In our modern cloud-heavy world, where environments can be brought to life in a few minutes, security teams need to shift from just focusing on implementing controls to also providing guardrails for others within their organization to innovate. This can be accomplished by aligning the requirements from privacy, security, and business teams. 

Getting to a place of agreement among the teams often requires an analysis of the controls that are needed to address the business use cases and an understanding of how to manage your security program in order for your organization to extract the value that it hopes to find among the data. Let’s take a look at a few of these controls and see how they are implemented effectively within existing traditional infrastructure and cloud infrastructure. 

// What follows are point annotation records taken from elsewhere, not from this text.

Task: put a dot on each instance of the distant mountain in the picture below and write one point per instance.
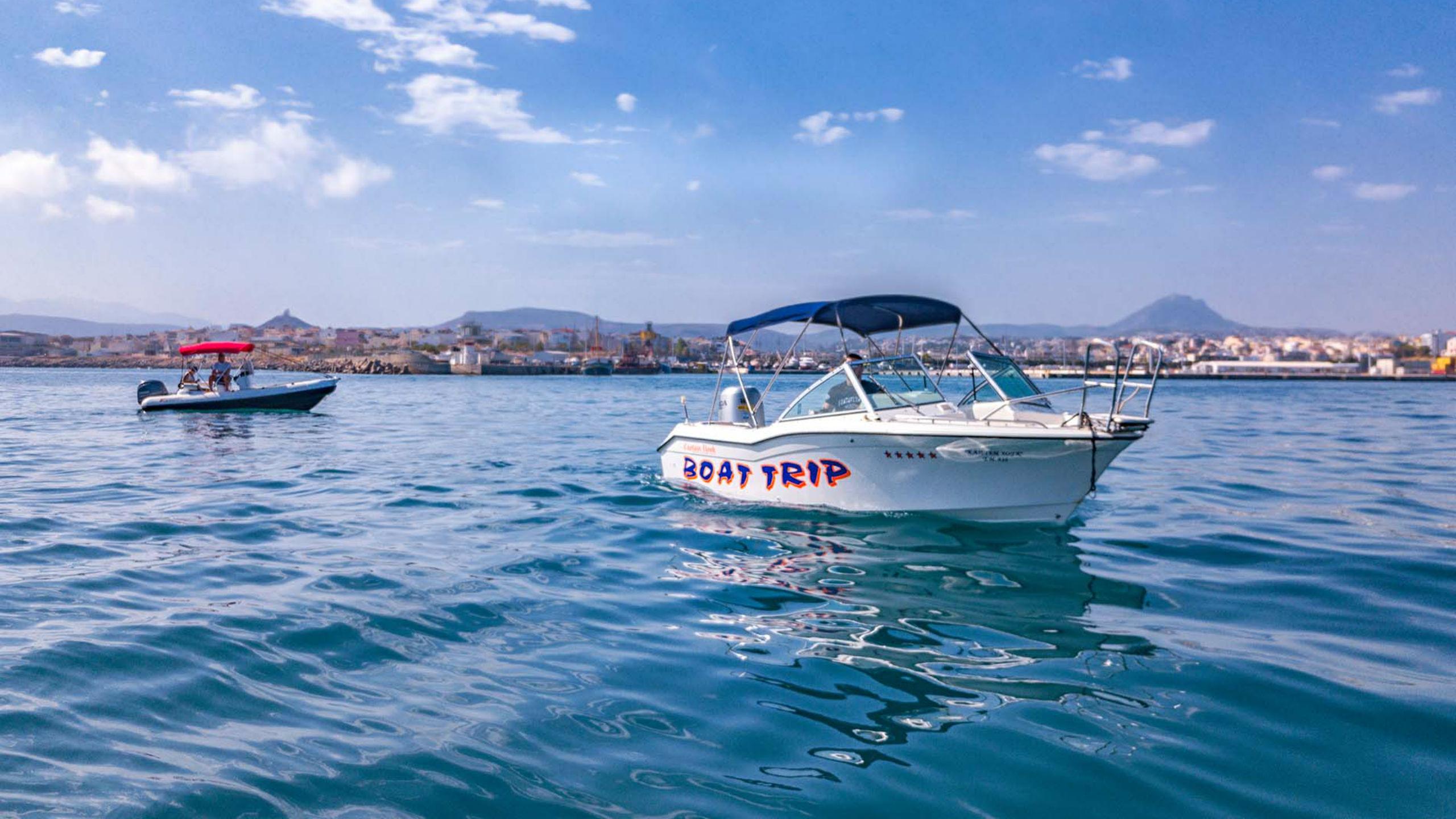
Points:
(286, 321)
(104, 312)
(542, 318)
(81, 328)
(1174, 314)
(1169, 314)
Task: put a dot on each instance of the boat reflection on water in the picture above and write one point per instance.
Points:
(956, 621)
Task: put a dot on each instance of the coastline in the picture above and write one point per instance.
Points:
(366, 365)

Flexible Controls for Business Agility

One of the most important objectives of any security program is to keep developers, builders and engineers out of production environments while development is underway. What critical steps do you need to take in order to accomplish this? You must find the balance between security and usability.

The intent of any control, in this case, is to prohibit development changes that can impact production, while providing just enough access to the data to enable a develop to complete their tasks. So how do we accomplish that? The answer lies in maintaining production controls in a lower environment that leverages “dummy” data for the purpose of testing and verification. 

On paper, many times we talk about production being a single environment, but in practice we often have a plethora of environments from development to production and everything in between. However, not all (production) environments are created equal. One might require a specific data set with more rigorous controls, while another doesn’t retain sensitive data so a different set of controls are applied. 

If we take the time to thoroughly understand and map out the controls, we’re able to create an environment that still meets data confidentiality and privacy considerations. The controls for data security and data science should allow engineers to be able to perform their modeling and work in a safe, but secure, environment. However, because this is a simulated production environment, capabilities like availability, regular back ups, and tiered storage aren’t required. This reduces the operational overhead without impacting the business or compromising on security.

Summary

In many organizations creating environments like this can be quite difficult, complex, and expensive. The requirements are too vague and in many cases, the binary understanding of production vs simulated production requires the engineering organizations to write a lot of exceptions to the control standards. In the end, this creates more busywork and red tape, which prevents the business from realizing the value of their data.